2020 tüm dünya için çok zorlu başladı. Üst üste yaşanan krizlerden sağlıklı ve güçlü bir şekilde çıkabilmek için vermek zorunda kaldığımız sınavlar hala devam ediyor.
Ve sınırsız bir tüketim çılgınlığı içinde sürdürdüğümüz yaşantılarımız arasında hayat sanki bize bağıra bağıra “artık dur ve bir mola ver” demek istiyor.

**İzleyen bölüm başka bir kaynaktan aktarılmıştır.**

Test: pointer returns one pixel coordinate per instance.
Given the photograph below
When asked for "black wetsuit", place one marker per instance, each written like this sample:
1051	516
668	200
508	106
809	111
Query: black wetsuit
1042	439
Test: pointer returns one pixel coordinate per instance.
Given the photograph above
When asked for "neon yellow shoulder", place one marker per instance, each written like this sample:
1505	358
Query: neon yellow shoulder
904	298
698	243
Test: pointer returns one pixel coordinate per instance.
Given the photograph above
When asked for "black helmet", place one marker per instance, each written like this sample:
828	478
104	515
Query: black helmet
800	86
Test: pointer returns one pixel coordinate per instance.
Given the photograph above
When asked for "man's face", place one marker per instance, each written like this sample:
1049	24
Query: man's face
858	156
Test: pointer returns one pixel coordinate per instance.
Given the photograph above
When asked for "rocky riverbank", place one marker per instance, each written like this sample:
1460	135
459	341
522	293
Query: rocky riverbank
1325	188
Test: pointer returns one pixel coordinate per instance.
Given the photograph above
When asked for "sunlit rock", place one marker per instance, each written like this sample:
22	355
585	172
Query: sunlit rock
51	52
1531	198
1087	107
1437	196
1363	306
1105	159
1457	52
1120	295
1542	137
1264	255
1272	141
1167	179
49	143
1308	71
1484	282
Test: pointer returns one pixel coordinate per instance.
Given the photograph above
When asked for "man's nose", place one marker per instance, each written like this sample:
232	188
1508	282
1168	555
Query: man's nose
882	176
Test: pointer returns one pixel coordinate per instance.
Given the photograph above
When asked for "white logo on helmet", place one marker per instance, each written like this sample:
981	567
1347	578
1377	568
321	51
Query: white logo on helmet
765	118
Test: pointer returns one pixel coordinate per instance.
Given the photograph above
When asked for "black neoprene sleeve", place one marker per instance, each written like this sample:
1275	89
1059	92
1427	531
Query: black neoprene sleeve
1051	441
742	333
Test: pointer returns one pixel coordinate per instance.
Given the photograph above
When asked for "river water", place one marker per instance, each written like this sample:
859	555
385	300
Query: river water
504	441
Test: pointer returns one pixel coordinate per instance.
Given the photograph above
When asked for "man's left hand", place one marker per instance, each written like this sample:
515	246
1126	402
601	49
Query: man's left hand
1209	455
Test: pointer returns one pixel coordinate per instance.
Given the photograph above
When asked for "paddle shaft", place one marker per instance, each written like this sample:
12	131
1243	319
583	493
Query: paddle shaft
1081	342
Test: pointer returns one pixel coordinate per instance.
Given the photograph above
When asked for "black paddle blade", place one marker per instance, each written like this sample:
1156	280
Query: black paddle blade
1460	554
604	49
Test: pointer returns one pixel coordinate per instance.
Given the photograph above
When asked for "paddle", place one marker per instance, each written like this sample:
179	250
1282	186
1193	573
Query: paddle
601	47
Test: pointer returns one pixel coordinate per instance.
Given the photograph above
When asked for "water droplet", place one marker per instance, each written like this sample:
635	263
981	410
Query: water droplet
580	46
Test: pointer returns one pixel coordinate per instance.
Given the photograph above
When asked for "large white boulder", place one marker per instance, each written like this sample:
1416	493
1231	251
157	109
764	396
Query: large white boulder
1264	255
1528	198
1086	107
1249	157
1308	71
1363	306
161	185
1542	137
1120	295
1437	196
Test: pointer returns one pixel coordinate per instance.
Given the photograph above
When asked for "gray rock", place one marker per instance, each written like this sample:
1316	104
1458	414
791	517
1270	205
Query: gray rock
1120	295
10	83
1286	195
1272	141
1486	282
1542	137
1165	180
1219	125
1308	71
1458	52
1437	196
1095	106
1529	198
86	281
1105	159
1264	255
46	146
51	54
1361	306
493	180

Bu stresli ortam içerisinde evlerimize kapanıp düşünme, tefekkür edebilme, biraz olsun ruhumuzu dinlendirebilmenin tam zamanı; tabii ki eğer vicdanınızın sesini duyan, hala sözünüzü dinleyen bir ruhunuz varsa.
Yukarıdakiler, aşağıdakiler ve düşenler; “Platform”
Yönetmen: Galder Gaztelu-Urrutia / Oyuncular: Iván Massagué, Antonia San Juan, Zorion Eguileor, Emilio Buale Coka, Alexandra Masangkay, Eric Goode, Algis Arlauskas / 94 dakika
Bir İspanyol bilim kurgu-gerilim filmi olan The Platform (El Hoyo), 2019 Toronto Uluslararası Film Festivali’nde Gece Yarısı Çılgınlığı kategorisinde Halkın Seçimi Ödülü’nü kazandı ve akabinde film ekibinin Netflix ile uluslararası bir yayın anlaşması yapmasını kolaylaştırdı.
Böylelikle film 20 Mart itibariyle Netflix üzerinden yayınlanmaya başladı ve modern bir zamana ait alegorik hikayesiyle şimdiden sinemaseverlerin üzerinde kafa yorduğu bir film oldu.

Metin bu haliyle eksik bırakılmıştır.